In terms of enforcement, the UK consultation proposes civil monetary penalties and consolidated enforcement powers, potentially creating a more uniform (albeit stricter) penalty regime than the EU, where sanctions can vary across Member States.
Areas of Potential Alignment
Businesses should be reassured that there appears to be alignment in several areas.
Both regimes share the concept of the general safety requirement, namely that only safe products may be placed on the market. Further, the UK consultation expressly proposes to “broadly mirror” the considerations for assessing safety contained in the GPSR. Both regimes also apply to products sold online and offline, and both regimes seek to address the challenges of overseas sellers and cross-border e-commerce. Finally, the UK’s approach to the Windsor Framework means that Northern Ireland will continue to operate under both regimes simultaneously, thereby preserving dual market access.

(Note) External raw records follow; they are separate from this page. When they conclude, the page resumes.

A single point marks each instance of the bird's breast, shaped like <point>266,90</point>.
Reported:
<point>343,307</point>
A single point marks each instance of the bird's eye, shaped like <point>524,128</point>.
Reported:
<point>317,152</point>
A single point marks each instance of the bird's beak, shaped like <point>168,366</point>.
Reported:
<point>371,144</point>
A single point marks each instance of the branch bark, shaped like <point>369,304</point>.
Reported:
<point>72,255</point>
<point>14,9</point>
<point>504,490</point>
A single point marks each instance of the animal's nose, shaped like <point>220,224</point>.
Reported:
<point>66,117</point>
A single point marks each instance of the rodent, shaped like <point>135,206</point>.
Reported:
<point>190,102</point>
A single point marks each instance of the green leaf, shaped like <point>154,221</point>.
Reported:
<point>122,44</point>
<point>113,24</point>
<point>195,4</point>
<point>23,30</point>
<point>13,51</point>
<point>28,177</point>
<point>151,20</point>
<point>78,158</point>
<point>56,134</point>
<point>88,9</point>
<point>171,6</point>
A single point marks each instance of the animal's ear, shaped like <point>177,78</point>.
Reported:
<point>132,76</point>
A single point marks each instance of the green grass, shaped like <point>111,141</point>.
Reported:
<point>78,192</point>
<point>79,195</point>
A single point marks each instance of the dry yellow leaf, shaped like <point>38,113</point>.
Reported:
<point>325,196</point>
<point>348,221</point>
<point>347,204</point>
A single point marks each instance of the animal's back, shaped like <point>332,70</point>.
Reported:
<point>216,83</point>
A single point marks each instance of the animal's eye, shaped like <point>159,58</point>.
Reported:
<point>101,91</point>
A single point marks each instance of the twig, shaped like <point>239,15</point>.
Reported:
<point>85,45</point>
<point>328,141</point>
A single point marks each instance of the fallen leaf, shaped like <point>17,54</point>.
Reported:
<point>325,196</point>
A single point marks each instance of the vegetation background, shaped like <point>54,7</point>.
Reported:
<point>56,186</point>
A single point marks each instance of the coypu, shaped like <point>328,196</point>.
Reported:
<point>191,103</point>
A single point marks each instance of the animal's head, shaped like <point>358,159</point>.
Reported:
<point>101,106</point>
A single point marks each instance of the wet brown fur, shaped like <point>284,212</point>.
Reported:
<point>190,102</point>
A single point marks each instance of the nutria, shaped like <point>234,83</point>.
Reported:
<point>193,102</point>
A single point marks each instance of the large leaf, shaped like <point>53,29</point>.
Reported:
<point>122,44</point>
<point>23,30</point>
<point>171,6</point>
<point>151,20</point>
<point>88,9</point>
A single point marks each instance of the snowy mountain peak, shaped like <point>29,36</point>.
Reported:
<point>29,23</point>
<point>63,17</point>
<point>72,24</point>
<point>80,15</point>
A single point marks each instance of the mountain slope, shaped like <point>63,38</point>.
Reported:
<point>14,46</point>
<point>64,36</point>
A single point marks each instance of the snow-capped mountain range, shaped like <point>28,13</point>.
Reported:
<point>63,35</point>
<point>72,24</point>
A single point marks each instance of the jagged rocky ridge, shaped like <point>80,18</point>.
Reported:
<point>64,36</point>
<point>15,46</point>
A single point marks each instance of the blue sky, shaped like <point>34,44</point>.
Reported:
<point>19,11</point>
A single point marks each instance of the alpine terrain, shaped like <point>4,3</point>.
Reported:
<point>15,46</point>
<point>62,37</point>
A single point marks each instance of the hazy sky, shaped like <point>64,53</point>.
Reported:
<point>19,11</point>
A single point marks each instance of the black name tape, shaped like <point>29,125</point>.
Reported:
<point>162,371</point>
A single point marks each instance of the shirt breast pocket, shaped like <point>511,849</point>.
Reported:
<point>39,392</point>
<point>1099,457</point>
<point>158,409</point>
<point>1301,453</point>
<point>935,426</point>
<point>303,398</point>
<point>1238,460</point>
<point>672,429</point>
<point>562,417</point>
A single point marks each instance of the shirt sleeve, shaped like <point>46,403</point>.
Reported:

What Businesses Should Do Now
Businesses operating in both markets should consider:
- Mapping compliance architecture against both the GPSR and the emerging UK framework, identifying products and channels where divergence may create gaps;
- Engaging with the UK consultation (responses due by midnight on 23 June 2026) to help shape the final legislation and flag areas where alignment would reduce business compliance burdens;
- Reviewing online marketplace arrangements, given the divergent allocation of responsibility between sellers and platforms across the two regimes; and
- Building adaptable compliance systems where product information, labelling, traceability, and risk assessment processes can be configured for both markets, rather than maintaining separate UK and EU compliance programmes.